Wir erfuhren, dass die Aida nach Warnemünde kommen würde. Natürlich fanden wir das sehr interessant, ein so großes Kreuzfahrschiff wollten wir gerne sehen, noch dazu, wo wir so dicht am Hafen parkten und das Schiff nur wenige Meter an uns vorbeifahren würde.
Ich stellte den Wecker auf 6:00 Uhr, gegen 6:30 Uhr sollte sie einlaufen. Was für eine blöde Uhrzeit, da ist es ja noch zu dunkel für gute Fotos. Naja, ich wollte es trotzdem sehen. Der Wecker piepste mich aus dem von Träumen unruhigen Schlaf, eine Fähre tuckerte brummend an uns vorbei. Ein Blick gen Hafen, und da stand sie schon! Von uns unbemerkt war sie vorbei gehuscht. Wie gemein! Wir waren extra einen Tag länger geblieben um das zu sehen! Jetzt müßten wir bis zum Abend warten, bis sie sich wieder bewegen würde. Hmm, gegen 19:45 Uhr sollte sie wieder auslaufen.
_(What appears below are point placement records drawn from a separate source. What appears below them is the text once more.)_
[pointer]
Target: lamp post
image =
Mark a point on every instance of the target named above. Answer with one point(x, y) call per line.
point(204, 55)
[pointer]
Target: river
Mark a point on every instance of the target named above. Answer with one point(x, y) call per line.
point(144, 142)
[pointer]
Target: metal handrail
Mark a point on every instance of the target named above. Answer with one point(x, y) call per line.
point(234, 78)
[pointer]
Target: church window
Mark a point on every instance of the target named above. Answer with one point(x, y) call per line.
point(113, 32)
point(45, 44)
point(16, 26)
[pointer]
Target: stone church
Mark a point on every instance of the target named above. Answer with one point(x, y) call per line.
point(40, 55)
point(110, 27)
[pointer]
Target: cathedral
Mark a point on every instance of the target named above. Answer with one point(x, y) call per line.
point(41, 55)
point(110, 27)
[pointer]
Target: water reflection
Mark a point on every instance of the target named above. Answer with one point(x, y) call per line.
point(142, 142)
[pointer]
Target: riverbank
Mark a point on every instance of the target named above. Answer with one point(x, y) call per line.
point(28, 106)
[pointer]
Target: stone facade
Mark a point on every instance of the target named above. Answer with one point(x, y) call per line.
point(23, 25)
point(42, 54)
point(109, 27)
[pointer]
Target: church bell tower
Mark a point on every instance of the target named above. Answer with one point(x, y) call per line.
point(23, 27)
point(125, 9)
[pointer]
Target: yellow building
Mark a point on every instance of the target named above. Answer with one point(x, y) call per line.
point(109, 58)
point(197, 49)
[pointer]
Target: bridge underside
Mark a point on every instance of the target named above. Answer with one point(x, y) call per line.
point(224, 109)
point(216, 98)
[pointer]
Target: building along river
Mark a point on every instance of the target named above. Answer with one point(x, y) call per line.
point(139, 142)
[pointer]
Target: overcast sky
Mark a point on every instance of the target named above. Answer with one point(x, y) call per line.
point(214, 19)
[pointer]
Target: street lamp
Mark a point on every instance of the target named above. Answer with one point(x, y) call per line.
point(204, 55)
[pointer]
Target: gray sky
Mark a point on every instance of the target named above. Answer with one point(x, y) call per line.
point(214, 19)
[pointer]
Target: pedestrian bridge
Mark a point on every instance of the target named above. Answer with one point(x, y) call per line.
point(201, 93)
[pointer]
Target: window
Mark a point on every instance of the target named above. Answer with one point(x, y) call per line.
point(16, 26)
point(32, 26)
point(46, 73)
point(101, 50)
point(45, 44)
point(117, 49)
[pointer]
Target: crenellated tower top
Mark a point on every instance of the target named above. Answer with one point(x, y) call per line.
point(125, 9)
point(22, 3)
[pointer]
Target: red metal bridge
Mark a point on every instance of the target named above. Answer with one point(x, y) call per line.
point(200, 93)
Das wäre doch ein fotogenes Erlebnis.
Wir entschieden noch einen Tag zu bleiben. Mich quälte ein heftiger Kopfschmerz, es wäre gut, einen Tag langsam zu machen.Ich schluckte eine doofe Migränetablette, ruhte, schaute aus dem Fenster ins relativ schöne Wetter und wartete darauf, dass der Schmerz endlich nachlassen würde und die Nebenwirkungen nicht zu heftig zuschlagen würden. Der Schmerz blieb, mir war es kotzübel. Nachdem wir erfolglos versucht hatten einen Arzt zu finden, der uns so kurzfristig ein Rezept für ein anderes Schmerzmittel ausstellen könnte, fand ich eine sehr nette Apothekerin, die meinen Hausarzt anrief und sich das Rezept faxen lies. Uff, vielen Dank dafür!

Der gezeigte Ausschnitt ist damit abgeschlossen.